TUFF Equipment FAQs
“Equipment” is any article of nonexpendable, tangible, personal property having a useful life of more than one year and a per-unit acquisition cost which equals or exceeds $5,000.
Title vests with the entity that acquired the equipment.
The title must be a conditional title. In addition, the title may not be encumbered – entities may not borrow money against the equipment or use it as collateral.
Yes. Entities must meet the following requirements, at a minimum:
- Records must be maintained that include a description of the equipment, a serial number or other identification number, the source of funding for the equipment, who holds title, the acquisition date and cost of the equipment, percentage of ARPA participation in the project costs (50% or 75%), the location, use and condition of the equipment, and any ultimate disposition data including the date of disposal and sale price of the asset.
- A physical inventory of the equipment must be taken, and the results must be reconciled with the property records at least once every two years.
- A control system must be developed to ensure adequate safeguards to prevent loss, damage, or theft of the equipment. Any loss, damage, or theft must be investigated.
- Adequate maintenance procedures must be developed to keep the equipment in good condition.
- If an entity is required to sell the equipment, proper sales procedures must be established to ensure the highest possible return.
- Entities must provide the equivalent insurance coverage for equipment acquired or improved with ARPA funds as provided to other equipment owned by the entity.
An entity may only use the equipment for the authorized purposes of the TUFF program during the period of performance, or until the equipment is no longer needed for the purposes of the program.
When no longer needed for the TUFF program, the equipment may be used in other activities supported by federal grant funds. Priority must be given to using the equipment for activities funded by ARPA grant funds before using the equipment for other federal grants.

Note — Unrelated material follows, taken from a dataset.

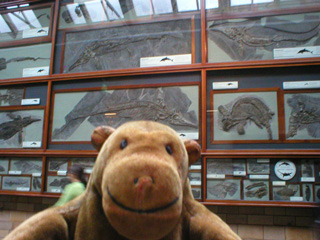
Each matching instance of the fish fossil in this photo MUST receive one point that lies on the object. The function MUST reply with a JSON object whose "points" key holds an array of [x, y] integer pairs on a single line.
{"points": [[18, 123], [221, 190], [166, 105], [4, 62], [305, 114], [241, 39], [245, 109]]}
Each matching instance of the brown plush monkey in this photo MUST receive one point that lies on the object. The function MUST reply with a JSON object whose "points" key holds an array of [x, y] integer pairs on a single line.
{"points": [[138, 190]]}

When equipment is no longer needed for the TUFF program or any other federal grant, entities must follow equipment disposition procedures and contact TDA.

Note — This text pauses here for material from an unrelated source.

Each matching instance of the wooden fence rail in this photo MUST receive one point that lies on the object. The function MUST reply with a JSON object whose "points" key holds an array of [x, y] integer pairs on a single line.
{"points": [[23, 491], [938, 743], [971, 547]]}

If an item of equipment has a per unit fair market value of $5,000 or less, an entity may retain, sell, or otherwise dispose of the item without repaying any grant funds to TDA.
If an item of equipment has a per unit fair market value in excess of $5,000, an entity may elect to retain or sell the asset. In cases where an entity retains an asset, the entity must repay TDA the current market value of the asset multiplied by the ARPA cost share (50%). In cases where an entity sells the asset, the entity must repay TDA the sale proceeds multiplied the ARPA cost share and may deduct and retain from this amount $500 or 10% of the proceeds, whichever is less, for its selling and handling expenses.
Equipment must stay within the state of Tennessee until proper disposition has occurred.